Don't Build Slop (4 Levels of AI Agent Maturity) - Ara Khan, Cline

Ara Khan outlines a four-level framework for building AI agents, progressing from quick prototyping with existing frameworks to creating custom state-machine agents, managing workflows with Kanban boards, and ultimately deploying scalable cloud-based agents. He emphasizes thoughtful design, simplicity, and effective management over rushing to deploy numerous agents, advocating for gradual refinement to achieve robust, scalable AI systems.

In this talk, Ara Khan discusses the challenges and best practices in building AI agents, emphasizing the importance of thoughtful design over rushing to deploy numerous agents. He highlights a common confusion among developers about how many agents to use and how to manage them effectively. To address this, he proposes a framework of four levels of AI agent maturity, ranging from using existing frameworks for quick prototyping to building custom state-machine-based agents, adopting Kanban boards for workflow management, and finally deploying agents at scale in the cloud.

The first level involves using existing AI agent frameworks like LangChain or LangGraph to quickly test if an AI agent can solve a problem. This approach is suitable for early experimentation or rudimentary tasks but often lacks the customization and modularity needed for production-grade systems. Ara cautions that while frameworks are useful for rapid prototyping, they may not meet the demands of serious, scalable applications.

At the second level, Ara advocates building agents from scratch using a state machine model. He explains that every agent can be conceptualized as a recursive loop with defined states and transitions, which helps maintain clarity and control over the agent’s behavior.
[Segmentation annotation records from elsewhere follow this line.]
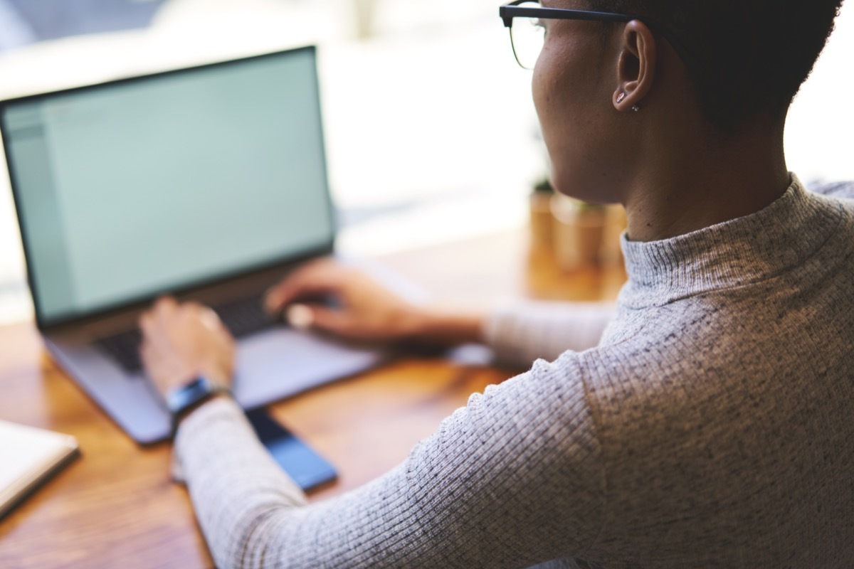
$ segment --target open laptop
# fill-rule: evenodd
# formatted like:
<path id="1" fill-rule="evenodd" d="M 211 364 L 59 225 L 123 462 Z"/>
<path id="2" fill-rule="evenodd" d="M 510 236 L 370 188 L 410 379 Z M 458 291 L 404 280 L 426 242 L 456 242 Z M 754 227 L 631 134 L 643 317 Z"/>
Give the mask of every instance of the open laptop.
<path id="1" fill-rule="evenodd" d="M 137 330 L 164 293 L 214 306 L 238 338 L 245 408 L 381 359 L 260 304 L 333 247 L 313 47 L 5 101 L 0 129 L 38 329 L 137 441 L 169 432 Z"/>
He shares five key rules for building agents: treat agents as state machines, keep the system simple to avoid overwhelming the model, enable easy testing and iteration through CLI tools, avoid sloppy coding practices, and be wary of vendor lock-in from Frontier Labs APIs that can limit flexibility and performance.
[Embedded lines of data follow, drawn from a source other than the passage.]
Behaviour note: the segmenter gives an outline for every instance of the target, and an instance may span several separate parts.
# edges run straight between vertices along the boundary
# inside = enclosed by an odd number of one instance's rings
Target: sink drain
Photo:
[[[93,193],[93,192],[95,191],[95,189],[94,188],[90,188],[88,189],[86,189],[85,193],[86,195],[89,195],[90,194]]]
The third level focuses on the user experience and workflow management of agents, where Ara recommends using Kanban boards as an effective interface. Kanban boards help manage multiple agents running in parallel by providing a clear overview of tasks, their states, and dependencies. This approach allows developers to act as engineering managers overseeing their agents, improving coordination and productivity, especially when agents are inference-bound and take significant time to complete tasks.
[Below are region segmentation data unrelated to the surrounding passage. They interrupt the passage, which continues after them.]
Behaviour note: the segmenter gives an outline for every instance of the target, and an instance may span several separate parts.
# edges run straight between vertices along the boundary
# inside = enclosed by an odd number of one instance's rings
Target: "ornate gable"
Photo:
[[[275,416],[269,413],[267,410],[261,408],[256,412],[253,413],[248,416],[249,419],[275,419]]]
Finally, the fourth level involves deploying AI agents in the cloud to achieve scalability and ease of collaboration. Cloud agents can run long tasks independently, handle complex workflows, and allow multiple users to share and mutate setups seamlessly. Ara envisions a future where most agent interactions happen through Kanban-style interfaces, while the heavy computation and execution occur in the cloud, enabling efficient scaling to millions of tasks and users. He concludes by encouraging developers to start simple and progressively refine their agent systems using these levels as heuristics.